The Jaybird X4 are better wireless in-ears than the Jaybird Freedom 2. They have better sound quality, a longer battery life, better leakage performance, better build quality, and are rated IPX7. On the other side, the Jaybird Freedom 2 are more comfortable, which can be the most important factor for some people.
The Jaybird Freedom 2 are a slightly better headphone overall than the Bose SoundSport Wireless. The Freedoms have a better isolating fit which is more suitable for commuting and loud environments. They also have a customizable sound and easier to use controls. The Bose, however, are a bit more compact when not in their bulky charring case. They also have a better-balanced sound quality that may not even need an EQ on most tracks. They have a longer battery life overall, and a more typical earbud fit that some will prefer over that of the Freedom 2.
The Jaybird Freedom 2 are a slightly better wireless in-ear than the JBL Endurance Sprint. The Jaybirds have a smaller form factor that will more easily fit into pockets, which makes them a bit easier to carry around on your person. They also have a more comfortable semi earbud fit that most will prefer over that of the Endurance Sprint and they have a customizable sound that you can easily EQ with the Jaybird MySound app. The JBL Sprint, on the other hand, have a slightly more rugged look and feel and deliver better noise isolation and lower leakage thanks to their in-ear fit. They also have a slightly more stable ear hook design for sports, but the earbuds do not stay in your ears as well as the Jaybirds.
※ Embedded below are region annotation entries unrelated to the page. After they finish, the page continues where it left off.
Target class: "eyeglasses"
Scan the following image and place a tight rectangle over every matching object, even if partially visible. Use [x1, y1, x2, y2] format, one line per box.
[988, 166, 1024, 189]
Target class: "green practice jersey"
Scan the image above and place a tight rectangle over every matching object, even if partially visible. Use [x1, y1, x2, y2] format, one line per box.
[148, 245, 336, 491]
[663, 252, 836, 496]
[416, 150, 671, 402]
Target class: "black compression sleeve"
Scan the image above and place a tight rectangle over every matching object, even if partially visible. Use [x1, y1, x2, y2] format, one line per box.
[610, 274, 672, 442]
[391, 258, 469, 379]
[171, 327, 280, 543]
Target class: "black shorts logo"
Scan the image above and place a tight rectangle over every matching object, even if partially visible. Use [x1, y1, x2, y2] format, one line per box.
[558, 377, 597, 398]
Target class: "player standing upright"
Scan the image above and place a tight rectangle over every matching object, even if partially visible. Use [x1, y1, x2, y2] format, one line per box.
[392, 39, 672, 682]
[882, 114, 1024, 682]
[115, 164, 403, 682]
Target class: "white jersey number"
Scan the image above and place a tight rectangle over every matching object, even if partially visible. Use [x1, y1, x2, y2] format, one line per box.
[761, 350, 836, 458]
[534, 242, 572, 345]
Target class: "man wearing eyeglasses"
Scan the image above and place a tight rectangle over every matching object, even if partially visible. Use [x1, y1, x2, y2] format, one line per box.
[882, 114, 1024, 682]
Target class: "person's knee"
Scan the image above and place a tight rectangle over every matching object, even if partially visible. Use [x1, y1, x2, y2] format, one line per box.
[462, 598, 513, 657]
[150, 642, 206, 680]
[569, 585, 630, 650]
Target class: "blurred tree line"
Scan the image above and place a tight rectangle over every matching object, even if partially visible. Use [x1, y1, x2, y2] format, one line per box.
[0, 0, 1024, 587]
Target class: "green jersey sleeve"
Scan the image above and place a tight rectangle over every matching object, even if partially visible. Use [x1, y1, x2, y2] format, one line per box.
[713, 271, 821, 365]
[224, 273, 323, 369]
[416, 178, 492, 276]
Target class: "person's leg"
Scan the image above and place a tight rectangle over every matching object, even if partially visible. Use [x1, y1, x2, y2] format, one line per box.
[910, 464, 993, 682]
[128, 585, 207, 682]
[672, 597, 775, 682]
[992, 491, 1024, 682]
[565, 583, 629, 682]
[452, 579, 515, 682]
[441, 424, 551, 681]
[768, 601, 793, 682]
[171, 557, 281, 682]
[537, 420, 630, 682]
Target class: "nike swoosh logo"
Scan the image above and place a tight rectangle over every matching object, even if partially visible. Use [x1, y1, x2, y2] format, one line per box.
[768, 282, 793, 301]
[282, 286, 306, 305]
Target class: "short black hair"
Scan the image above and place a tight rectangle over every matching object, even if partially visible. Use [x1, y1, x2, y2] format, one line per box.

Then Jaybird Run are a slightly better sports headphone than the Jaybird Freedom 2. The Run are truly wireless headphones that are a lot more compact than the Freedoms once out of their case. They also have a longer battery overall although they do not last quite as long on a single change The Freedoms, on the other hand, have easier to use control, better range, and a slightly more comfortable earbud-like fit. On the upside both headphones are customizable thanks to the MySound app, and both headphones would be a good choice for sports.
The Jaybird Freedom 2 are better typical and more versatile headphones than the AfterShokz Trekz Air. They are more portable and since they are closed-back in-ears, they isolate ambient noise and don’t leak much. However, the Trekz Air are designed for runners and cyclists who want to hear what’s going on around them. With their bone-conducting design, they have a better soundstage and act more like background music while you train. They also have better battery life than the Jaybird.
The Jaybird Freedom 2 are much better sports headphones than the Sony WI-SP500. The Jaybirds have a better, more consistent sound quality that you can also customize via their app. They isolate better in noisy conditions, and their semi earbud fit is more comfortable and stable than that of the Sonys. On the other hand, the SP500 last a longer on a single charge at 7 hours compared to 4, although the Jaybird do come with an additional 4 hours stored in the charging clip. The Sonys can also pair via NFC, which makes them slightly easier to connect to mobile devices.